Attributes or tags - an example

mwra · December 14, 2017, 11:39pm

As a side note to the thread “User Attributes or Tags?” I thought I’d show an example from some of my current PhD research. in this case I’m looking at behaviour and outcomes in discussion surrounding bot use in Wikipedia. In this case there are some 4.5 topics spread over 75 archive pages. Here you see some items from archive page #10. I’d copied the topic headings from the page indexes and then used Explode to create per topic notes.

There’s nothing tidied here ‘for show’, this is data done earlier today. Notice a large number of key attributes. Apart from $URL, $StartDate and $EndDate, the rest are user attributes whose rational I’ll describe below. Many are empty as I’m using a 2-pass process, firstly getting date/person info whilst looking for incomplete source data (unsigned edits, wiki mark-up errors) and secondly reading for the purpose and outcome of the topic - in each case (supposedly) a request for a bot to do a task.
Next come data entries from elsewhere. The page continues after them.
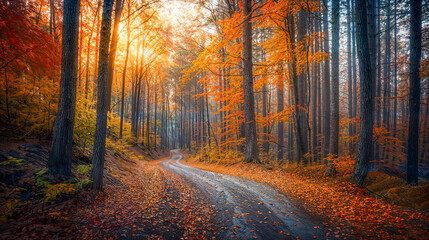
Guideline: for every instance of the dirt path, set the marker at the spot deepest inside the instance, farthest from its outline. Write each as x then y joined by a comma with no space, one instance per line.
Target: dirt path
248,209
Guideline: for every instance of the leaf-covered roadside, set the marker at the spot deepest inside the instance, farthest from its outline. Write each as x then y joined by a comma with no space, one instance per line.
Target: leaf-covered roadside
336,200
141,200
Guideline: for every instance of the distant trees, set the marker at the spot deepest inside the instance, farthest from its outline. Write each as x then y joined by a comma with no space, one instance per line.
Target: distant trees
366,93
60,156
276,77
335,98
251,152
415,56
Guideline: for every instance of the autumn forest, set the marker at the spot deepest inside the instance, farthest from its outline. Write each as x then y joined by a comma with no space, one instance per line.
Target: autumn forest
217,119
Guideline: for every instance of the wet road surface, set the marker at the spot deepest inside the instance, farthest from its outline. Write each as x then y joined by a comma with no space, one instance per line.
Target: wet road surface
247,209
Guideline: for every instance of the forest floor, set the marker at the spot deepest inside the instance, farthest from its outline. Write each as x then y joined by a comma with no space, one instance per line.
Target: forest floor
165,197
357,212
$URL. To save file bloat and because Wikipedia is reliably online and I’m in a setting with 24/7 access I’m reading the actual source web pages online. For research provenance purposes I have copies saved but as these are archives it’s easier to use the online pages so as to access other parts of the wiki to trace broken/missing data. To make the URLs I used the topic name, URL-encoded it than used a stamp to create the full URL (a stamp as I wanted more control with 4.5 items in scope).

$TaskSet. (Set). The range of task(s) being requested discussed.
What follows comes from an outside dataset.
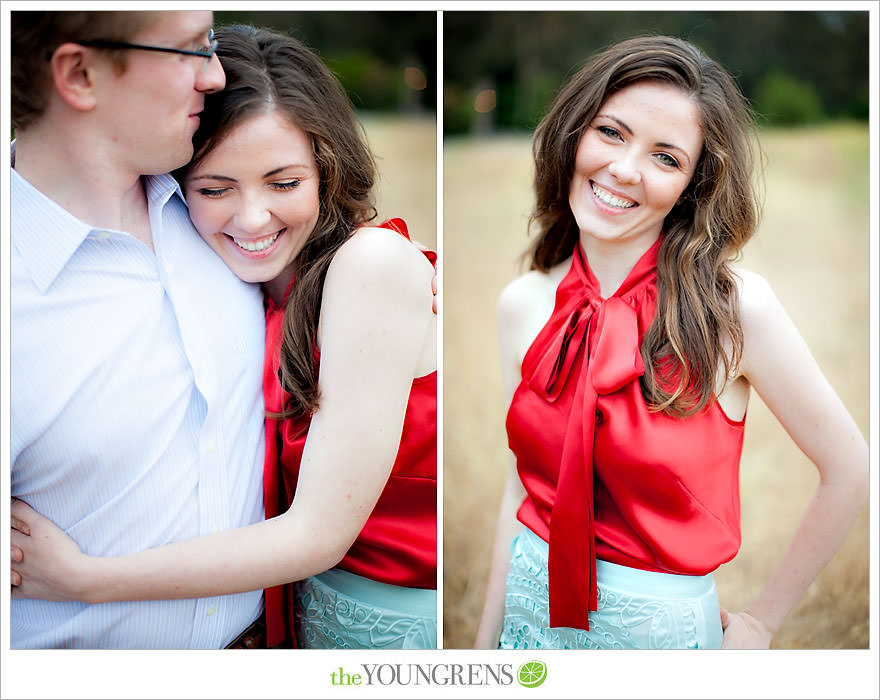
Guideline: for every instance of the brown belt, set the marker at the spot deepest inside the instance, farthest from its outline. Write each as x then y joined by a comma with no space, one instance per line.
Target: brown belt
254,636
$TaskSize. (Number). The number of pages to be edited (if mentioned).

$RefdBots. (Set). The name(s) of any bot account(s) actually named in the discussion.

$ReqOutcome. (Set). The outcome(s) of the request (if any!).
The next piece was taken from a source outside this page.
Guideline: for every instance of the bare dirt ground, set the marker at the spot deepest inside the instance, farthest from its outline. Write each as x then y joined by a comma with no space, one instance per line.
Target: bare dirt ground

$StartDate. First edit in the topic.

$EndDate. Last edit in topic. Gives thread duration.

$WasMoved. (Boolean). Was this topic moved from elsewhere, or re-directed to another location

$FirstUser. (String). Name of the original requester (normally the first edit unless moved).

$UserSet. (Set). List of all contributors to the topic.

$UserCount. (Number). Number of discrete editors in the thread.

$EditCount. (Number). Count of discrete edits (some people post more than one comment), i.e. thread length.

$HasAnon. (Boolean). Are any edits by anonymous (IP-based) users

$MoverNameSet. (Set). For moved topics, the editors commenting re the move.

$MoverEditCount. (Number). The number of edits in the topic relating to the move as opposed to the request.

Note how the attributes mainly include a word indicating the data type (I find this useful to separate list from single values and Sets from Lists - as sets de-dupe and Lists don’t).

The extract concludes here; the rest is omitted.